Berbagai tradisi budaya Kota Solo tetap dipertahankan meskipun di tengah perkembangan zaman. Hal ini dilakukan sebagai ungkapan syukur atas segala rezeki dan nikmat yang diberikan oleh Tuhan. Untuk menjaga keragaman dan keharmonisan, masyarakat setempat juga meneruskan tradisi ini dari generasi ke generasi.
Bagi Anda yang berencana menghabiskan waktu liburan di Solo, sangat disarankan untuk lebih mengenal beberapa tradisi budaya Kota Solo yang masih dijalankan.
BACA JUGA:10 Oleh-oleh Khas Solo yang Wajib Dibawa Pulang
BACA JUGA:12 Panggung Hiburan Bakal Meriahkan Malam Pergantian Tahun di CFN Solo
Tradisi Budaya Kota Solo yang Masih Lestari Hingga Sekarang
Berikut adalah beberapa tradisi budaya Solo yang masih berlangsung hingga saat ini.
1. Sadranan
Sadranan tidak hanya dilaksanakan di Solo, tetapi juga di berbagai daerah di Jawa. Tradisi ini sering disebut Ruwahan, yang dilakukan menjelang bulan Ramadhan atau Sya’ban.

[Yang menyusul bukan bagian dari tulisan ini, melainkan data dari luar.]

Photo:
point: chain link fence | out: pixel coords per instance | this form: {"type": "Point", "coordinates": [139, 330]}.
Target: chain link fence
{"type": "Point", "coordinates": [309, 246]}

Awalnya, masyarakat Hindu dan Buddha pada abad ke-15 melaksanakan Sadranan untuk menghormati roh. Namun, seiring dengan masuknya Islam, makna Sadranan pun bertransformasi. Ritual ini kini dilakukan sebagai permohonan kepada Allah, mirip dengan yang dilakukan oleh Wali Songo, untuk mendoakan arwah leluhur yang telah tiada.
Masyarakat memohon agar Allah mengampuni dosa-dosa leluhur mereka, menerima amal baik yang telah dilakukan, dan menempatkan mereka di tempat yang layak di sisi-Nya. Hingga kini, tradisi Sadranan masih dilestarikan oleh masyarakat di Kota Solo.
2. Sekaten
Sekaten merupakan acara tahunan yang diselenggarakan oleh Keraton Solo menjelang peringatan Maulid Nabi Muhammad. Puncak acara ini adalah Grebeg Maulid, di mana masyarakat membagikan gunungan yang berisi makanan mentah seperti sayuran dan makanan matang seperti buah-buahan.
Selain itu, pasar malam juga menjadi bagian dari perayaan Sekaten yang berlangsung selama beberapa minggu. Tradisi yang melekat dalam acara Sekaten adalah penabuhan gamelan Kyai Guntur Madu dan Kyai Guntur Sari sebagai tanda dimulainya perayaan.
Ada pula kebiasaan mengunyah daun sirih atau nginang, serta menikmati telur asin. Asal-usul Sekaten bermula pada tahun 1477 ketika Raden Patah mendirikan Masjid Demak. Untuk menarik perhatian masyarakat, syiar Islam dilaksanakan selama tujuh hari menjelang kelahiran Nabi Muhammad.
3. Kirab Malam 1 Sura
Sejarah mencatat bahwa Sultan Agung, penguasa Kerajaan Mataram Islam, adalah orang pertama yang merayakan malam satu Sura. Kirab Malam 1 Sura diadakan untuk merayakan pergantian tahun baru Islam.
Ritual yang dilakukan pada Malam Satu Sura meliputi tapa bisu, tirakatan, kungkum, kirab budaya, dan pencucian benda pusaka. Keunikan ritual Kirab Malam Satu Sura di Solo terletak pada keterlibatan kerbau yang dikenal sebagai kebo bule, yang dianggap sakral oleh masyarakat setempat.